PCBテストクーポンの設計方法とテストできる内容

Zachariah Peterson
|  投稿日 四月 29, 2020  |  更新日 十一月 14, 2020
PCBテストクーポンの設計方法とテストできる内容

コンポーネントの動作速度が上がるにつれて、デジタル、アナログ、混合信号システムにおいて制御インピーダンスが一般的になってきています。インターコネクトの制御インピーダンス値が正しくない場合、インサーキットテスト中にこの問題を特定するのが非常に難しくなります。わずかな不一致がボードの故障を引き起こさない場合がありますが、テスト失敗の原因として不正確なインピーダンスを特定するのは難しい場合があります。特に、ベアボードインピーダンステストを容易にするために、正しいテストポイントやテスト構造がボードに配置されていない場合はそうです。

インピーダンスは多くのパラメータ(トレースの形状、ラミネートの厚さ、ラミネートのDk値)に依存するため、現在のところ、大多数のPCBは制御インピーダンスのためにテストされています。ただし、テストは通常、PCBと同じパネル上で製造されたPCBテストクーポンで実施されます(通常は端に沿って)。ボードスピンを迅速に進め、将来の設計を支援したい場合は、テストクーポンを設計して手元に置いておくことを検討すると良いでしょう。さらに、提案するインターコネクトのジオメトリに関する十分なドキュメントを製造業者に提供することは、製造業者が正しいテストクーポンを作成することを確実にするのに大いに役立ちます。

分離型または統合型PCBテストクーポン?

テストクーポンの目標は、ボードの意図されたスタックアップを正確に捉え、正確なインターコネクトインピーダンステストを容易にすることです。これを行う方法はいくつかあります。制御インピーダンス用のテストクーポンでは、製造業者がパネルの端に少しスペースを残して、制御インピーダンステストのためのテスト構造を配置することがあります。テストクーポンは、ベンダーライブラリから選択されたり、業界標準(例えば、IPC 2221B Appendix AのDクーポン)、またはいくつかのソフトウェアを使用して生成されたりすることもあります(例えば、IPC 2221B Gerber Coupon Generator)。

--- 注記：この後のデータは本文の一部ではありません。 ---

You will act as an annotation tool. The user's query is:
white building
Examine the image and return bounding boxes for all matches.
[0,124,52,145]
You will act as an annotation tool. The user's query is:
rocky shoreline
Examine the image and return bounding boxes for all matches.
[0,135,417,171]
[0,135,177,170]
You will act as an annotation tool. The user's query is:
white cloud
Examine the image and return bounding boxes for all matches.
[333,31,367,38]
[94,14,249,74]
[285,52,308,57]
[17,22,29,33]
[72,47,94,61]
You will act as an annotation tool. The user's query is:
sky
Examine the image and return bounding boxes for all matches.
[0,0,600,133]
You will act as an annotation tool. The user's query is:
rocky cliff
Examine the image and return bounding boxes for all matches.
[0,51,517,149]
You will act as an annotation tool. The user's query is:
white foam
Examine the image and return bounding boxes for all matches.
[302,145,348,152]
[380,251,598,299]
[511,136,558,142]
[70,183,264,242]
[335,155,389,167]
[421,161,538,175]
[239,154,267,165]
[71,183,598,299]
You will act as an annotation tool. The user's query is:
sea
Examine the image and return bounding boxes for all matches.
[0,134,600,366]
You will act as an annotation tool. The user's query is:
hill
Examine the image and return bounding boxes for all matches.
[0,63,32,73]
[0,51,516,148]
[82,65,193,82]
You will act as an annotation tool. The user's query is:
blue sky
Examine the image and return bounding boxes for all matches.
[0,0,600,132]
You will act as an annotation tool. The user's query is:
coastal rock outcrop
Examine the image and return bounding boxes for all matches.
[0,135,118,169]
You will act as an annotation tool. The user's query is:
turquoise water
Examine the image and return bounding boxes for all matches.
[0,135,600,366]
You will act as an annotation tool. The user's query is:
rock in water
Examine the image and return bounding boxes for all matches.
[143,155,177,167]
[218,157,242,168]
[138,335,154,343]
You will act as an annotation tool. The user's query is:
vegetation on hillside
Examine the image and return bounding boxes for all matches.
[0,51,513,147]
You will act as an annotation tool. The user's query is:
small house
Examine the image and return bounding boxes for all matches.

時には、テストクーポンが実際のPCBに統合され、同じパネル上で別のセクションとして作成されるのではなく、実際のPCBに統合されることがあります。この場合、テストクーポンは、生成されたものやベンダー提供のテストクーポンから期待される典型的な外観を持たないかもしれません。Kella Knackは、最近の記事で、製造業者であれば別のテストクーポンに、設計者であればプロトタイプボードに直接含めるべき一般的なテスト構造について説明しています。

CGenで作成されたPCBテストクーポンのスタイル
CGenで作成されたPCBテストクーポンのスタイル

テスト構造を直接ボード上に配置することは、スペースの無駄のように思えるかもしれませんが、プロトタイピング中はもちろん、大規模生産中でも、インサーキットテストに大いに役立ちます。もし、一般的でないインターコネクトの幾何学構造を設計している場合、大量生産前にインピーダンスを評価する必要があります。インターコネクト設計を含む単一のボードを設計し、社内でテストすることは損ではありません。テストボードに前もって費用がかかりますが、生産前に必要な測定値を得られれば、後でボードを再設計する必要がなくなるかもしれません。

インピーダンスを超えて

相互接続インピーダンス、PDN容量、導体損失、伝搬遅延は、適切なテスト構造を用いればすべて測定できます。カスタム設計されたテストクーポンに配置された他のテスト構造は、基板ラミネートの誘電率を決定するのに役立ちます。マイクロ波/ミリ波領域に達すると、挿入損失や空洞放射などがテストされるべきで、制御インピーダンス線上のアナログ信号が重大な劣化を経験しないようにする必要があります。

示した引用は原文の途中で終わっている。